Iranians further isolated by contacts ban
Amnesty International fears the Iranian authorities are implementing a programme that will isolate Iranians from the outside world after contact with more than 60 foreign institutions, including human rights organizations, was banned.
A statement issued by the Iranian authorities on Tuesday also designates as subversive a number of foreign media outlets, thereby criminalizing contacts with them.
The move leaves anyone making such contacts at risk of prosecution and appears designed to hide from the world the true scale of what is happening in Iran and to obstruct reporting on human rights violations, the organization said.

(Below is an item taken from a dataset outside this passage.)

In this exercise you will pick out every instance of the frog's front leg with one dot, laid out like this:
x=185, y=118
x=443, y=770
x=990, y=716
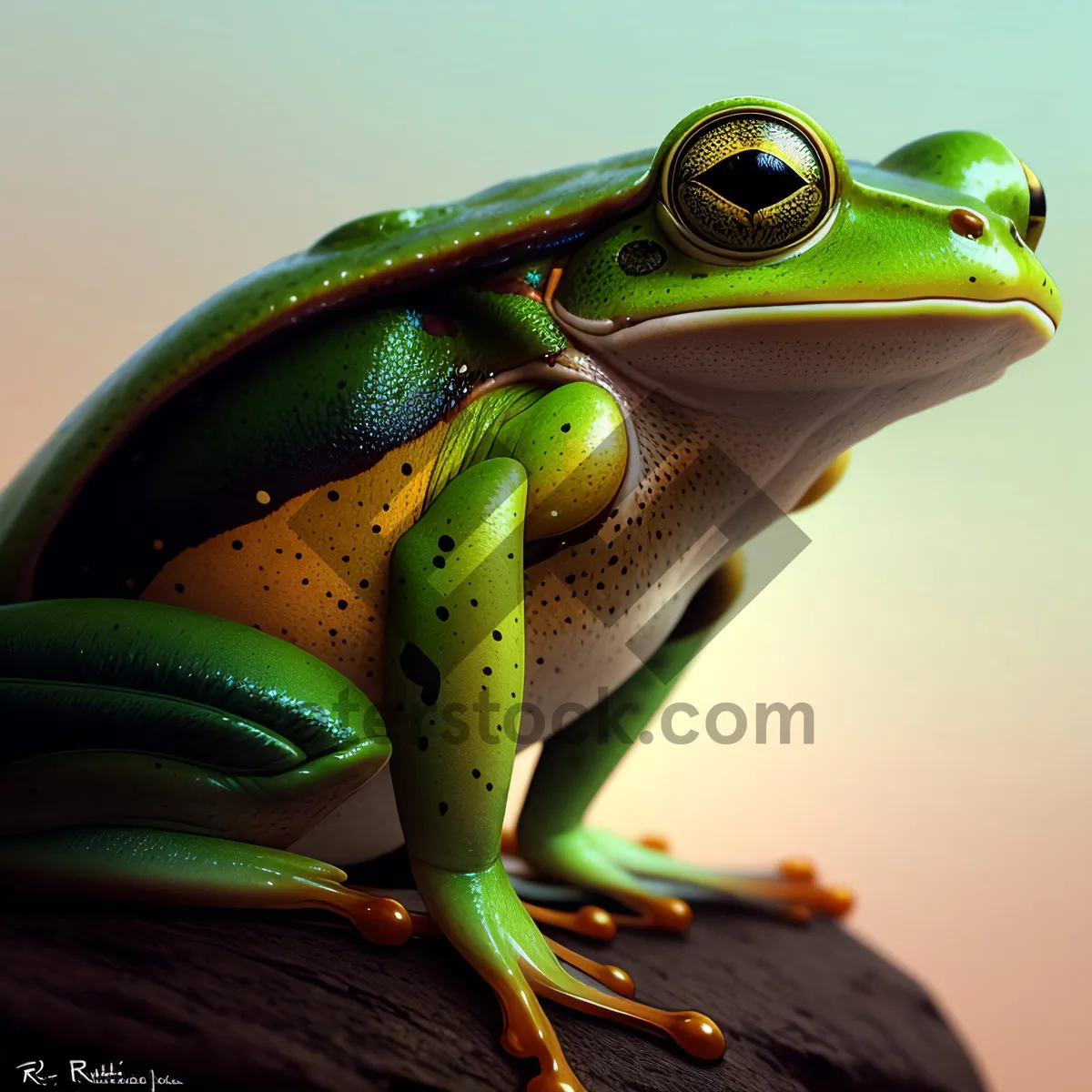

It also follows the recent arrests of journalists and human rights defenders, who have been instrumental in letting the world know of the gross rights violations occurring in Iran, including the 2009 recipient of the Martin Ennals Award, Emadeddin Baghi.
Such moves are a breach of Article 19 of the International Covenant on Civil and Political Rights to which Iran is a state party, which guarantees freedom to seek, receive and impart information and ideas of all kinds, regardless of frontiers, either orally, in writing or in print, in the form of art, or through any other media.
Crimes against national security in Iran attract penalties from three months to ten years' imprisonment. In some circumstances, they can attract the death penalty.
Some of the media outlets and institutions mentioned were referred to in the general indictments read out at the initial sessions of the "show trials" held in August of those detained after the disputed presidential election in June 2009. The organizations were accused by the prosecution of fomenting a "soft revolution" in Iran.